『本迹同異決 会本』刊行とその意義(1/2ページ)
法華宗(陣門流)教学部長 布施義高氏
平成30年12月、法華宗(陣門流)では、宗門の総力を挙げて門祖・円光坊日陣聖人(1339~1419、以下・門祖)六百御遠忌報恩記念出版『本迹同異決 会本』上下2巻(宗務院刊)を刊行した。
門祖が活躍した室町時代の日蓮教学界は、宗祖日蓮聖人(1222~82、以下・宗祖)本来の本門中心の法華経観よりも、天台教学を尊重し実質的な核とする学風が主潮を形成していた。そうした中、師の妙竜院日静師より越後・本成寺を譲与された門祖は応永4年(1397)、上洛し京都六条本国寺にて宗祖の本義に立ち返るべきことの重要性を高唱された。当時の本国寺は、同門後輩の建立院日伝師(1341~1409)が日静師から法灯を継承(第5世)していた。が、門祖の進言は容れられず、逆に8カ年に及ぶ本国寺側との本迹論争が展開することとなった。この論争は、主に門祖(日陣)と日伝師との間で行われたことから「陣伝論争」とも呼ばれる。

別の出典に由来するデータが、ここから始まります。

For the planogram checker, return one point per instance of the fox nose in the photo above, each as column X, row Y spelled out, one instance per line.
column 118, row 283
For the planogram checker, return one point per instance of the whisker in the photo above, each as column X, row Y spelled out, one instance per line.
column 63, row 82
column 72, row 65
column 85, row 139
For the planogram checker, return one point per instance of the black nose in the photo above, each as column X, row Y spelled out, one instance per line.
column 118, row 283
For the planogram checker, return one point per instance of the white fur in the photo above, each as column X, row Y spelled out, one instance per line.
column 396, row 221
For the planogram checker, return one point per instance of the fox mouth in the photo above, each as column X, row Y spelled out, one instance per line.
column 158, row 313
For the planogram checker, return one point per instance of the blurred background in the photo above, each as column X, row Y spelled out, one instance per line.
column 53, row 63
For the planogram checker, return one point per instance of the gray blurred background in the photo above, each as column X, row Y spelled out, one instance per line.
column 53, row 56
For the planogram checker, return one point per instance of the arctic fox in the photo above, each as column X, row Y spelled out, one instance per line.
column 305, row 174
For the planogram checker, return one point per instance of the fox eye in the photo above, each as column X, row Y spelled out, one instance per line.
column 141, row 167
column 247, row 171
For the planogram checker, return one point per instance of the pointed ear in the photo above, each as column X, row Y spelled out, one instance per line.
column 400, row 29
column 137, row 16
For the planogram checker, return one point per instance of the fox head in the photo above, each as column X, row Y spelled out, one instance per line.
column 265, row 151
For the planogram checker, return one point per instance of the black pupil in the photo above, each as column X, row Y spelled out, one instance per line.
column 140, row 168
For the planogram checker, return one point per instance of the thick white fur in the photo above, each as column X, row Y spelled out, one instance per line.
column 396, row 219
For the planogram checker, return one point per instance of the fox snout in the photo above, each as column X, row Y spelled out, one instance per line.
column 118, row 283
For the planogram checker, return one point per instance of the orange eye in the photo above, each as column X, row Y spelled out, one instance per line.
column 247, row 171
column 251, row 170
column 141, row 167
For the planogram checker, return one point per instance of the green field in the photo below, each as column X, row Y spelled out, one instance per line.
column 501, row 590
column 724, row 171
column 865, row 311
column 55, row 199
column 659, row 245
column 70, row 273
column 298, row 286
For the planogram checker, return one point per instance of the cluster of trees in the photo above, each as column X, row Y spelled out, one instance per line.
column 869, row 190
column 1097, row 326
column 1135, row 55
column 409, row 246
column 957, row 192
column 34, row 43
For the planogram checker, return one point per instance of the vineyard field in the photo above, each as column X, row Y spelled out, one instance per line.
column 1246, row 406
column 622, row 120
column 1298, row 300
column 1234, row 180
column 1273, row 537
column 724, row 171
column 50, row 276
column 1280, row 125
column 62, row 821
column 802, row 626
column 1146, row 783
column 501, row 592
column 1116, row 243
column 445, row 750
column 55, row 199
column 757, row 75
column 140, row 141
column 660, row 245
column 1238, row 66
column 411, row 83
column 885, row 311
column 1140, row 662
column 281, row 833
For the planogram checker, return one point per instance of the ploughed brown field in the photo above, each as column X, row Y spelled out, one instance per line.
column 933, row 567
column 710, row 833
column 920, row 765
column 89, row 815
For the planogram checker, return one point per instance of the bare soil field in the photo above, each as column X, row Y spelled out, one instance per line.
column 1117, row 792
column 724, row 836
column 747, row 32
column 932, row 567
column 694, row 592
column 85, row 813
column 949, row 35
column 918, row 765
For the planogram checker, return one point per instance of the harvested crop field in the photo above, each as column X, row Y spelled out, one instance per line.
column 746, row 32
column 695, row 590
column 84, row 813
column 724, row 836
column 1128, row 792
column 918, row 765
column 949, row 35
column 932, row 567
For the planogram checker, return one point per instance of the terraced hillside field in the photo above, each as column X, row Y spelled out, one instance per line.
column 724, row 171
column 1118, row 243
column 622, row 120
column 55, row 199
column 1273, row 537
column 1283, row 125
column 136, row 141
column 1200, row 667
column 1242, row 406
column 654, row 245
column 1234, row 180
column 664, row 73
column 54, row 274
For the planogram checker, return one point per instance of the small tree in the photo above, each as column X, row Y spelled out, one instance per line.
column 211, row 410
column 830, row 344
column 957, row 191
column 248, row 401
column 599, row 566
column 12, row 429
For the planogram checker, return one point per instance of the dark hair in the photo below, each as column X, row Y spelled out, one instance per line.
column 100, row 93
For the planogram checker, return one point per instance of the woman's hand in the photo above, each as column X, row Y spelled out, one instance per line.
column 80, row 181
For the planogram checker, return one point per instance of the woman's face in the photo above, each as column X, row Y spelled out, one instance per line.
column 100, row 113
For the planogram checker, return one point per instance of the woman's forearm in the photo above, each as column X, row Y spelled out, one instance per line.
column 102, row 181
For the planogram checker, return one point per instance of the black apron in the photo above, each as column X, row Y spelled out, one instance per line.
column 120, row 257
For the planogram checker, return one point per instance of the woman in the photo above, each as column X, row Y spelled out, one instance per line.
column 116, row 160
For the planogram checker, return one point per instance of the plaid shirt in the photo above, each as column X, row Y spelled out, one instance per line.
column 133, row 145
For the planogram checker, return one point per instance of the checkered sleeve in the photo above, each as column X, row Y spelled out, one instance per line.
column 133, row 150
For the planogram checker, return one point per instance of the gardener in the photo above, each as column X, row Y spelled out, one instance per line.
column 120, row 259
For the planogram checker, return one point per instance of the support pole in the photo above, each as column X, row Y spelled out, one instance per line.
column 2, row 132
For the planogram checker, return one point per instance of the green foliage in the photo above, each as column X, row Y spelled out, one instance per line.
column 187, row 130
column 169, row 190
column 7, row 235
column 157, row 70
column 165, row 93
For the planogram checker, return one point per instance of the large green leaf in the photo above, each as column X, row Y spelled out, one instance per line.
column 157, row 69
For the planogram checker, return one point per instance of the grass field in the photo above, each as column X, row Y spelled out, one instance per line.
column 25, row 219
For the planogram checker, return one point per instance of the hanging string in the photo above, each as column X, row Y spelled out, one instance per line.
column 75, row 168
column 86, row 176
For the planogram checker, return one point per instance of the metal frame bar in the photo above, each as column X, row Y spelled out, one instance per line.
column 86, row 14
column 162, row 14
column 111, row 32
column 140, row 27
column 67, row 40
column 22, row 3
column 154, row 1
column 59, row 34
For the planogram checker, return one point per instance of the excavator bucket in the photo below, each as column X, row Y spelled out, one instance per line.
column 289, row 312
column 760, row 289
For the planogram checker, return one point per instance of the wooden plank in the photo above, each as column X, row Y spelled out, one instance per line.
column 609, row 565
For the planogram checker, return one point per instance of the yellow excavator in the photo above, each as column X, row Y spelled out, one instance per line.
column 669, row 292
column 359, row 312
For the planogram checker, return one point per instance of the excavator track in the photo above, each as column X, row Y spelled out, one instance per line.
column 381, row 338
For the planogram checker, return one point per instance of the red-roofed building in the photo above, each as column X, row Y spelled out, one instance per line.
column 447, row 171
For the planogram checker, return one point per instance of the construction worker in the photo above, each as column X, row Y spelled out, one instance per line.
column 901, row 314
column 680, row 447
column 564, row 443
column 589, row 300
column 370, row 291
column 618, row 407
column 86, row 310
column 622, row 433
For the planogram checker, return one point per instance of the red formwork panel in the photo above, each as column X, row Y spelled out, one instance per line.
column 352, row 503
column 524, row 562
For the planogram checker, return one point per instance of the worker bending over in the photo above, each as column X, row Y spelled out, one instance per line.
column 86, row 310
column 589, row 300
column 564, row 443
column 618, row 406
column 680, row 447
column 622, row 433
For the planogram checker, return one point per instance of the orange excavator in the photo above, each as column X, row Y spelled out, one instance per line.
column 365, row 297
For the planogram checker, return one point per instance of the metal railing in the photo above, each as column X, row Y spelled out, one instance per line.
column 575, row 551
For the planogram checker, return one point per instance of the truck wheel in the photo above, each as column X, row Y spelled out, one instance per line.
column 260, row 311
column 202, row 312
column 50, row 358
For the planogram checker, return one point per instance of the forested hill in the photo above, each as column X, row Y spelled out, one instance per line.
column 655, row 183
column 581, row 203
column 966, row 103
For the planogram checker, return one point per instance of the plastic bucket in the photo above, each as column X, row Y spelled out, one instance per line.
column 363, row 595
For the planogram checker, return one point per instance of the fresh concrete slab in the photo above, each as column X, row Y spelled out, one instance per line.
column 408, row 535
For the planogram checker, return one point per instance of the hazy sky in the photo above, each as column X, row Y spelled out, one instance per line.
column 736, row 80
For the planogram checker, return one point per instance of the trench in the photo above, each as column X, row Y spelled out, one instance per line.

応永11年、論争に幕を引くべく、日伝師は比叡山の学僧・大智院の工案を取り入れ、門祖とその門弟への追放状を盛り込んだ『本迹難(五十五箇条難勢)』(以下、『難勢』)を作成。翌年2月、同書が本成寺へ到来し、ここに陣伝両聖の訣別が決定的なものとなった。応永12年5月に完成した『本迹同異決(本国寺所立本迹難勢日陣会之)』(以下、『同異決』)は、『難勢』への回答書として編まれた門祖の講義録であり、今日でも法華宗(陣門流)では門祖の主著として最重要の指南書に位置付けている。
ところで、日蓮教学史上の本迹論争は、法華経における本迹の法門を、一致(もしくは一体)と結論づけるか、勝劣に軸を置くかを主要な論点とし、室町期以降、極めて複雑煩瑣な史的展開を見るに至った。
陣伝論争は、特に体玄義の捉え方にその核心が求められ、本迹論史上、特筆すべきフェーズを示している。
当時の本国寺側の主張は、教学的基盤として中国原始天台教学に重きを置き、そこから一往勝劣再往一致説を導出するものであった。具には、独特な《約宗勝劣(一往)・約体一致(再往)》説を宣揚し、宗祖の本門中心の法華経観を一往の範疇に統べるという本迹一致論であった。
一方、門祖は『開目抄』『観心本尊抄』を中心とする宗祖遺文に則り、殊に「寿量品の肝要たる名体宗用教の南無妙法蓮華経」(『観心本尊抄』)の意義を本迹論上で発揮し、本門寿量品の発迹顕本によって法華経の根本真理(諸法実相・一念三千)の真実性が詮顕されると見るところに宗祖教学の基底を洞察。宗祖の法華経受容態度の特徴である教相主義の立場と、五重玄義全体の構造を見据えながら本門法華教学の体系化を志した。
門祖の目線は、専ら「宗祖の眼」に基づく台当異目(天台教学と日蓮教学の異目)の確立に存したといえ、その根本真理論は、近現代の学術的研究の中でも高い評価を得ている(望月歓厚「本迹論と日蓮宗の分派」・執行海秀『日蓮宗教学史』等参照)。
総じて、陣伝論争は、その後に極めて煩瑣な展開を見せる日蓮教学史上の本迹論の学説史の中で、本格的本迹論争の嚆矢に位置付けられよう。そして、今日的な日蓮教学研鑽の場面でも、教学研鑽の方法論の相違が全く異質な日蓮教学理解をもたらすことを示す、一つの重要な史的先例の意義を有すると思われる。
『同異決』は、大正14年刊行『日蓮宗宗学全書』第7巻〈法華宗《旧称本成寺派》部〉に第一条~第二十四条、昭和37年刊行同第23巻〈史伝旧記部〉に第二十五条~第五十五条が収録されたことにより斯界に広くその全貌が知られることとなった。
一方、『難勢』は昭和55年の日蓮大聖人七百御遠忌記念事業出版『法華宗全書』の教義篇第3巻に収録されたことによって初めて公開が果たされた。その解読翻刻は、本宗の鈴木正厳師(現宗学研究所顧問)が手掛けられ、大変なご尽力に依り公刊を成し遂げたものであった。